10 September 2008: the Large Hadron Collider is switched on for the first time

The search for the mysterious Higgs boson kicked off in earnest today in 2008 when the Large Hadron Collider deep below Switzerland was switched on.

On this day in 2008, a lot of people woke up and ate their cornflakes under a cloud of worry. They were concerned that, later in the day, the earth would be swallowed up into a black hole created accidentally by mad scientists in Switzerland, and we would all be crushed into nothingness.

The European Organisation for Nuclear Research, AKA Cern, was looking to confirm the existence of the world's first celebrity sub-atomic particle, the theoretical Higgs boson, known to headline-writers the world over as the “God particle”. (A boson is one of two classes of particles in sub-atomic physics. The other is called a fermion.)

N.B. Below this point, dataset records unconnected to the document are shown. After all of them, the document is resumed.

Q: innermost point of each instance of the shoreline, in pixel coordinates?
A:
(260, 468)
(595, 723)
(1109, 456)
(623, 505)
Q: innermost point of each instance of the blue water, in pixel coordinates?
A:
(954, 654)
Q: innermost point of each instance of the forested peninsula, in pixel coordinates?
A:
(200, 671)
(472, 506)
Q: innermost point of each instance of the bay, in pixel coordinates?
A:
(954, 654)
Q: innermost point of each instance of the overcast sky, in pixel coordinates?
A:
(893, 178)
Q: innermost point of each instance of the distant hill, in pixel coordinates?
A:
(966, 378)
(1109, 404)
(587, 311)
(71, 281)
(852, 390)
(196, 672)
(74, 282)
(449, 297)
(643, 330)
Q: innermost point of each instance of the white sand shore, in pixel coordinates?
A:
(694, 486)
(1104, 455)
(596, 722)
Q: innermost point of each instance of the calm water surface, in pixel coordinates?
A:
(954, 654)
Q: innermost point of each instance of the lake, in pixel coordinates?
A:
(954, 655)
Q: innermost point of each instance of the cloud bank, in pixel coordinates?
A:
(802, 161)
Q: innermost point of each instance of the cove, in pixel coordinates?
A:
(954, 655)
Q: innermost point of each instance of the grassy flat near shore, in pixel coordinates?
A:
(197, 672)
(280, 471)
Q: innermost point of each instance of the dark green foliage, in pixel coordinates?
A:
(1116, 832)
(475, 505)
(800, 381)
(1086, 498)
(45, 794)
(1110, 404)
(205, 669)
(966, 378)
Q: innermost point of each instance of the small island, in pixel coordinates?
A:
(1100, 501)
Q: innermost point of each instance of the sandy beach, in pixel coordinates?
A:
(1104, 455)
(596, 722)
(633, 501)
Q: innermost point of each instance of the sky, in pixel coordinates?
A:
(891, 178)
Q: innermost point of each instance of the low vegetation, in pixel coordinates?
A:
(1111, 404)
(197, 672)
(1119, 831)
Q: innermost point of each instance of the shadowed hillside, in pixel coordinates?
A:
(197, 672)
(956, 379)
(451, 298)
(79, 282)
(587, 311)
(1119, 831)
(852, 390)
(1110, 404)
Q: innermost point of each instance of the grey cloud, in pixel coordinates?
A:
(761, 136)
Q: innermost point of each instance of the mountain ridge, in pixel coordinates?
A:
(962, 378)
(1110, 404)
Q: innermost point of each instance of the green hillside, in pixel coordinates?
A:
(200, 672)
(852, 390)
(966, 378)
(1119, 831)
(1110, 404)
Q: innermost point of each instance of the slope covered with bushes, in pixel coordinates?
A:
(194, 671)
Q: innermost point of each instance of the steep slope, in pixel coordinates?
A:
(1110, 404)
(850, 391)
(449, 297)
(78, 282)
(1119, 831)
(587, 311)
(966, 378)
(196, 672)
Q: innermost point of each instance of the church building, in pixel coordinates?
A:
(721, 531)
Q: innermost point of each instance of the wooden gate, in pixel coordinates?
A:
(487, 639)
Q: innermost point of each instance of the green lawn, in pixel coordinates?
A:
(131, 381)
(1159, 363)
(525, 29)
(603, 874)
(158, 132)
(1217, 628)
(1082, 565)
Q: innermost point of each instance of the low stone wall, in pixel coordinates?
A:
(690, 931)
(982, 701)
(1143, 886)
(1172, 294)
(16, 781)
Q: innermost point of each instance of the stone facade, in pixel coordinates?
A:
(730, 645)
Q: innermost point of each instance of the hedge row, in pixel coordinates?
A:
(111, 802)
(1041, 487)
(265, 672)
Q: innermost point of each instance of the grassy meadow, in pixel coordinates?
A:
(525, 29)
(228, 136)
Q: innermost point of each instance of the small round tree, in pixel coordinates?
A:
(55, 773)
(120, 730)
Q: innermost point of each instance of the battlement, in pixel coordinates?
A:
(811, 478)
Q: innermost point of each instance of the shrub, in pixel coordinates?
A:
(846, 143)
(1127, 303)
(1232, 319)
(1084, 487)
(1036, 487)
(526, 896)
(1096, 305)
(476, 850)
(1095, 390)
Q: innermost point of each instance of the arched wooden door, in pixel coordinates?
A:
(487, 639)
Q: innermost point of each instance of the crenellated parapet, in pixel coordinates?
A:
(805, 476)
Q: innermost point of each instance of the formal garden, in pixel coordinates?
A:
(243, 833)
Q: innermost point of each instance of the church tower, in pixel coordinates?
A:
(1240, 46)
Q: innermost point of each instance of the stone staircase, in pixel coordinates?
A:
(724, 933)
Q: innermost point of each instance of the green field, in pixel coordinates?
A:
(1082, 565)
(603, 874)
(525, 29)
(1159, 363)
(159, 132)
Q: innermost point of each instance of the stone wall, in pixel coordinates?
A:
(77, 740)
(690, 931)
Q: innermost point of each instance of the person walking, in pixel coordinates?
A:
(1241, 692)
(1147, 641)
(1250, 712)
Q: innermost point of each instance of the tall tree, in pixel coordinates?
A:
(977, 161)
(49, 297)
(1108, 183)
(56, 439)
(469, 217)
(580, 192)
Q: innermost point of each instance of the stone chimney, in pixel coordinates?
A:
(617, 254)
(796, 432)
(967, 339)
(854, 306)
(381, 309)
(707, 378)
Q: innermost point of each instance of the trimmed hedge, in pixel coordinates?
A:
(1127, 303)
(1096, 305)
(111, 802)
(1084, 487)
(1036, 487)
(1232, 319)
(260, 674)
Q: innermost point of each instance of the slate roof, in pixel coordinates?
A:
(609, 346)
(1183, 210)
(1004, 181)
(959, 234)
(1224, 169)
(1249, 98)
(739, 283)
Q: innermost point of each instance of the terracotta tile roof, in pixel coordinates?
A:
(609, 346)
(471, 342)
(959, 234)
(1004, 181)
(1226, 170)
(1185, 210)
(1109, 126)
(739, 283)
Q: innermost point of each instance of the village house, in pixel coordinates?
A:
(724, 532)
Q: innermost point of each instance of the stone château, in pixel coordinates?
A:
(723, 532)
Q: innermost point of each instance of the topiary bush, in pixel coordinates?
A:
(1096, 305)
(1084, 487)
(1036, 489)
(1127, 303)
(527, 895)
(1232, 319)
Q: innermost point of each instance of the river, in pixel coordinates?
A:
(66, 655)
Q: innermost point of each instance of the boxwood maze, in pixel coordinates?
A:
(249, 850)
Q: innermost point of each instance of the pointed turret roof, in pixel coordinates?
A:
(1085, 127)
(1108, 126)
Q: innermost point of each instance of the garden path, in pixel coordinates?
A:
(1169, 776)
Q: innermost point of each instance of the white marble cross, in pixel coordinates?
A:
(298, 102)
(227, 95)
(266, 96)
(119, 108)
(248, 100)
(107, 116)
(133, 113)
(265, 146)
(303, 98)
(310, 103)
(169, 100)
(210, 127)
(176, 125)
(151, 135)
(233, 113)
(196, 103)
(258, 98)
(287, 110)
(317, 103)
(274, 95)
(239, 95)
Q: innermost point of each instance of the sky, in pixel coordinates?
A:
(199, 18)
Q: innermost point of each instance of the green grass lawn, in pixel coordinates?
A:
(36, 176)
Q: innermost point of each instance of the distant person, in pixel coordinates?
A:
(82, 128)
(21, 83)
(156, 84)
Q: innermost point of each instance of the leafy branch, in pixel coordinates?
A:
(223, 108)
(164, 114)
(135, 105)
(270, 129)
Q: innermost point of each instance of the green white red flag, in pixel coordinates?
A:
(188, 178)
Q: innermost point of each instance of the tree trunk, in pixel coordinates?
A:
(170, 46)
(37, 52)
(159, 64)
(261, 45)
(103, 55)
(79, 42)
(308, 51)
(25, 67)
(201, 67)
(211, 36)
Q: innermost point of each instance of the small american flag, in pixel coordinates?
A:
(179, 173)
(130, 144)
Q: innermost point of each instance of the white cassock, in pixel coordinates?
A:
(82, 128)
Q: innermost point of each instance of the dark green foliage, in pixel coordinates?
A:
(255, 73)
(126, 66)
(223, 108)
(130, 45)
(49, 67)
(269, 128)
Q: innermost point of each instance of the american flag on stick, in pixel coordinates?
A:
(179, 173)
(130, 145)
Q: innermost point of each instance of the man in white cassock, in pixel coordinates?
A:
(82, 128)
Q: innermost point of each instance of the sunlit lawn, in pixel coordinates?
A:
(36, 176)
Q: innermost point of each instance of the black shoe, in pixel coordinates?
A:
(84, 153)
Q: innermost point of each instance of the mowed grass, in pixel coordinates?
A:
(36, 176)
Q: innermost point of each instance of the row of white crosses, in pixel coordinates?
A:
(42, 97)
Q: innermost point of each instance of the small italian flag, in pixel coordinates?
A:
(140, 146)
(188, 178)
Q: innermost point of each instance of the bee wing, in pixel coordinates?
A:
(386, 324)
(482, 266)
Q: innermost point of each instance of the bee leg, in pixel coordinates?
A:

In very, very short, it was hoped that by discovering the Higgs boson, boffins could prove that the so-called “Standard Model” of particle physics was correct, and life could carry on as normal.

To find it, Cern built the world's biggest particle accelerator, a 27km-long ring of superconducting electromagnets, cooled to a temperature of -271.3C. In it, particles would be fired at other particles at a speed approaching the speed of light. Scientists would then observe what happened, to see if a Higgs boson appeared.

And so, on 10 September, 2008, the Large Hadron Collider was switched on. Some doom-mongers speculated that the smashing together of the particles would create a black hole that would grow uncontrollably, feeding on Mont Blanc and the Matterhorn before swallowing the whole of the solar system and everyone in it.

Thankfully, that didn't happen. As Cern itself says, “LHC collisions present no danger and that there are no reasons for concern”.

Finally, after almost four years of research, the Higgs boson – or at least, a particle “consistent with” the Higgs boson – was found on 4 July 2012. Unfortunately, it wasn't quite what everyone had expected, which just led to a lot more questions. Scientists are still trying to work out just what the existence of the Higgs boson actually tells us.